Part of Zappar’s mission is to make creating AR/MR apps and experiences much faster via its ZapWorks Studio software. “ZapBox has the ability to create content quickly, efficiently and in a matter of minutes, not weeks or months,” says Curtin. “Unity and Unreal, all of that software is amazing but it’s not scalable. This is all bitesize. I’m going to continue hammering away at Microsoft because they need to be working with us. If you say you’re going to open up your platform to enterprise and this is an enterprise device, why are you showing a Tweety Bird flying around or a piano? I think it’s probably because they need to be able to make that content quicker.”

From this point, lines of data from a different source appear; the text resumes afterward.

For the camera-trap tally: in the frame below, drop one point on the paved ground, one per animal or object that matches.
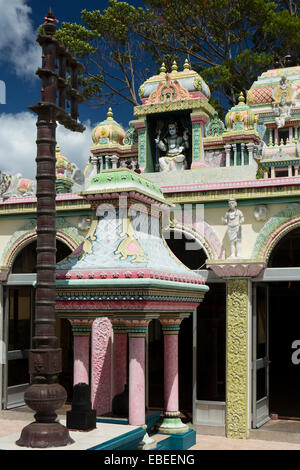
(12, 421)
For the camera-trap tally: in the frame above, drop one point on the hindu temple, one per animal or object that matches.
(178, 260)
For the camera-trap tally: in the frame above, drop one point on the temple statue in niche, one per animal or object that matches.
(234, 219)
(175, 147)
(283, 96)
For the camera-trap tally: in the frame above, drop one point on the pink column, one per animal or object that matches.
(171, 372)
(171, 422)
(137, 330)
(101, 365)
(120, 358)
(81, 359)
(81, 329)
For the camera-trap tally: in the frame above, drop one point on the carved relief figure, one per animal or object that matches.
(234, 219)
(175, 147)
(283, 96)
(130, 245)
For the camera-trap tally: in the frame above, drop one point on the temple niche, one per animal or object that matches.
(171, 119)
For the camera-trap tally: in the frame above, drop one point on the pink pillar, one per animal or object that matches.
(137, 416)
(101, 365)
(171, 372)
(137, 330)
(120, 361)
(81, 329)
(171, 422)
(81, 359)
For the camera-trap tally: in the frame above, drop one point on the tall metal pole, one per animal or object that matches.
(45, 395)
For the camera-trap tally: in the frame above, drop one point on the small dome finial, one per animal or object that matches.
(174, 66)
(163, 68)
(186, 65)
(110, 114)
(241, 98)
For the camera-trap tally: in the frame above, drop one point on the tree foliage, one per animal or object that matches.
(229, 42)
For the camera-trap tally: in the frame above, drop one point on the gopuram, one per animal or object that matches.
(178, 260)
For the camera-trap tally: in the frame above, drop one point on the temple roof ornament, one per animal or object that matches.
(240, 117)
(187, 78)
(108, 132)
(215, 127)
(263, 89)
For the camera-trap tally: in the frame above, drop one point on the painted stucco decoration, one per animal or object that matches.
(261, 212)
(274, 229)
(234, 219)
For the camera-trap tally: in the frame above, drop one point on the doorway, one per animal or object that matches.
(285, 349)
(279, 352)
(19, 314)
(19, 300)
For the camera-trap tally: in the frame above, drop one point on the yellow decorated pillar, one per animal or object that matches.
(238, 275)
(237, 357)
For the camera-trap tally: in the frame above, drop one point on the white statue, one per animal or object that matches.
(174, 146)
(234, 219)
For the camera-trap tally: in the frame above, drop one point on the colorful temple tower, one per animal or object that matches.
(233, 189)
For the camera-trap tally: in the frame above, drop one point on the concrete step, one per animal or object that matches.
(279, 431)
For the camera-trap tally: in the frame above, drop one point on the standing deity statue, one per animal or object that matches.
(234, 219)
(175, 147)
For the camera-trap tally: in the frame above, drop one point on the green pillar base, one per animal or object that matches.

This speaks to the big (unanswered) question for mixed reality: will it be a useful tool in industry or the next major disruption in computing? In this case, the closely linked VR industry is only semi-helpful in terms of guidance. In the high end, Oculus tended towards VR game exclusives whereas Vive and SteamVR took a more open approach, with Vive since pivoting to enterprise. Google and Samsung pitched cheaper headsets as bundles with phones or educational tools for schools.
Nreal Light smartglasses
None can be said to have achieved mainstream success in the way that Tim Cook and others predict for augmented/mixed reality. Beyond Apple's ARKit and Cook's repeated bullish comments on the promise of augmented reality, it has been reported that Cupertino will launch some form of AR/MR smartglasses as soon as 2020. Indeed, Apple bought a company that makes AR smartglasses lenses called Akonia Holographics in mid 2018.
Microsoft is talking the talk on an open ecosystem, and there's no evidence it's acting as an obstacle to small-but-innovative mixed reality startups, which, if gadget history teaches us anything, may well end up being acquired by larger players. But Alex Kipman has also outlined (on WIRED US's Gadget Lab podcast) that his quest for more immersion and more comfort from one hero device is a long-term one that will be solved within Microsoft. “As far as I'm aware, Microsoft hasn't indicated that they are planning on growing the list of partner hardware makers beyond the existing major device manufacturers (who already make Microsoft MR/VR headsets),” says Jijiashvili.
There's something of a cautiously optimistic mood around the HoloLens 2's potential, even as Magic Leap has secured partnerships with Weta Workshop, Framestore and Lucasfilm. “Microsoft is in a significantly favorable position in this segment,” continues Jijiashvili, “thanks to its established developer community and a vast number of partners spanning a broad range of industries.”
As for Curtin, the ZapBox might fill a gap but he’s excited about how the technological advancements in the high-end headset are pushing mixed reality forward. “What I see with HoloLens, I’m really excited about the device, with everything that’s going on with optics and eye-tracking, the ability to actually interact with the hologram, what Microsoft is doing with machine learning,” he says. “That’s spatial computing as a future.” Slightly more than an immersive cat, then.